Although it can bring a positive change, relocation is a difficult process. And Nancy Zafrani, the General Manager of the NYC moving company OZ Moving, knows all about it.
“As adults, we are aware of the many financial and emotional challenges moving day comes with. However, having to relocate can prove even more difficult for the kids,” says Zafrani.
To give you a leg-up, she has prepared five tips for you to help your kids cope with the upcoming move. According to Zafrani, putting these suggestions into practice will see that your kids get a better understanding of what is to come while viewing the impending change in a positive light. Also, she would like you to remember that these tips apply to kids of all ages. So let us get started!
1. Talk Openly About the Move
Kids thrive on routine and familiarity, and there are no two ways about it. As such, you need to understand how a sudden decision to move can impact your kids negatively. To that end, the best way to prepare them mentally for moving day is to be open about it.
Because change does not come easy, you will have to provide your kids with as much information as possible. By doing so, they will feel less like the change is being imposed on them. Over time, they may even warm up to the idea of having to relocate.
However, before that can happen, remember that your kids need to be in the know. That is to say, you too must not shy away from any of their questions. Be prepared to answer them to the best of your abilities and remain receptive to your kids’ reactions.
2. Acknowledge Their Feelings
Discussing the move with your kids is likely to result in outbursts of different emotions. And you, as a parent, need to be ready to acknowledge them for what they are — grief.
After all, it is only natural for your kids to grieve. To help them get a better grasp of their emotions, you can provide them with visual cues. That way, you will get an opportunity to understand their mental states and actively support them throughout the process.
For visual cues, all you need is a pen and paper. List the different stages of grief ranging from denial, through anger, bargaining, depression, to acceptance. Then, display the cheat sheet in a visible spot. Encourage your kids to highlight and vocalize how they feel about the move at any given point. Also, make an effort to retain a positive attitude toward their mood swings, regardless of the circumstances.
3. Plan the Move With Them in Mind
Although it is challenging to get all your ducks in a row when relocating, make sure to plan the moving day with your kids’ social life in mind. Since it is bound to take a toll on them one way or another, the best you can do is try minimizing its extent.
In other words, you should plan the move at a time that is beneficial for your kids. To that end, moving in between school years or winter holidays is a good choice. That is to say, your kids will have enough time to engage with their old friends and get to meet new ones after relocating.
Moreover, timing your move correctly will let you familiarize your kids with the new home. Also, you will get to spend some quality time and explore the new location together. Subsequently, your kids will get accustomed to their new surroundings faster and have an easier time integrating into their peers’ social circles. All in all, you should always aim for the smoothest transition possible.

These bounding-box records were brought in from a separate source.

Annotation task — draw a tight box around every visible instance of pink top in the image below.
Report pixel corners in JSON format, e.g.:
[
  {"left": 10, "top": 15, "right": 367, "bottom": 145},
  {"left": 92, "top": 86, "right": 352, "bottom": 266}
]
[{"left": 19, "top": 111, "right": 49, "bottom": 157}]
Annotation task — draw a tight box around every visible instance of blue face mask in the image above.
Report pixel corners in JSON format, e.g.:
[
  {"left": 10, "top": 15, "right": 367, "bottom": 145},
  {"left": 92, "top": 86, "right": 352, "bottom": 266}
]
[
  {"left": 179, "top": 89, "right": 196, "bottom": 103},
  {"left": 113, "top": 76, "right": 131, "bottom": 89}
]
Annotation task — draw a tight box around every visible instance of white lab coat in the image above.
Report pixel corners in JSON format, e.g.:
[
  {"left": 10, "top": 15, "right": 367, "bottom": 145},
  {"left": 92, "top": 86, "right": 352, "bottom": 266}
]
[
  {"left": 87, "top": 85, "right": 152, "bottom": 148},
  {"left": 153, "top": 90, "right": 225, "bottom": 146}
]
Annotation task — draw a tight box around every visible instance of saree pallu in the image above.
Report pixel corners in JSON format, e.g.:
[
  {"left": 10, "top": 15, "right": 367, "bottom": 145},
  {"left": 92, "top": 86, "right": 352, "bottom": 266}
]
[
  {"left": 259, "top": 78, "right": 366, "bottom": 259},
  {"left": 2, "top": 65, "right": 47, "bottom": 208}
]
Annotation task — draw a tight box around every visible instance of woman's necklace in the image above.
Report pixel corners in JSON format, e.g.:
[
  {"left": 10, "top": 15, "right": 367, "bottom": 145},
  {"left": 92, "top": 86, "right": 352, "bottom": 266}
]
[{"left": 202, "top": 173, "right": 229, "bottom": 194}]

4. Help Them Stay in Touch and Make Memories
Your kids will want to stay in touch with their old friends. Keep an open mind and help them connect with their old pals through social media. And if they are not fond of the digital sphere, encourage them to become pen pals with their old classmates.
Additionally, you can help them prepare for moving day by capturing memories of your old home. Take some pictures before you start packing, make a photo album, or have them journal the whole process. In that way, you’ll instill a positive mindset and your kids will look back at the relocation fondly.
5. Pack Together
Packing is an onerous task. While it requires a lot of organizing and preparation, it does not mean that you should exclude your kids from it. As a matter of fact, you should see that you pack your belongings with them at your side.
For example, having your kids tend to their toys is a good starting point. By doing so, they will become an active participant. This will let them know that you appreciate their presence, efforts, and input.
Ultimately, choosing to pack together with your kids will not only help them shift their perspective but also encourage a positive outlook on the move as a whole.
Your Kids Should Come First
“Taking your kids’ needs into consideration is the best way to go about your moving day,” concludes Zafrani. And we wholeheartedly agree!
In the long run, tending to your kids’ emotional needs is just as important as tending to their physical needs. To ensure that they are mentally prepared for moving day, you can expand on these five tips as you deem fit. To that end, we hope that your kids will get on board painlessly and embrace the relocation sooner rather than later.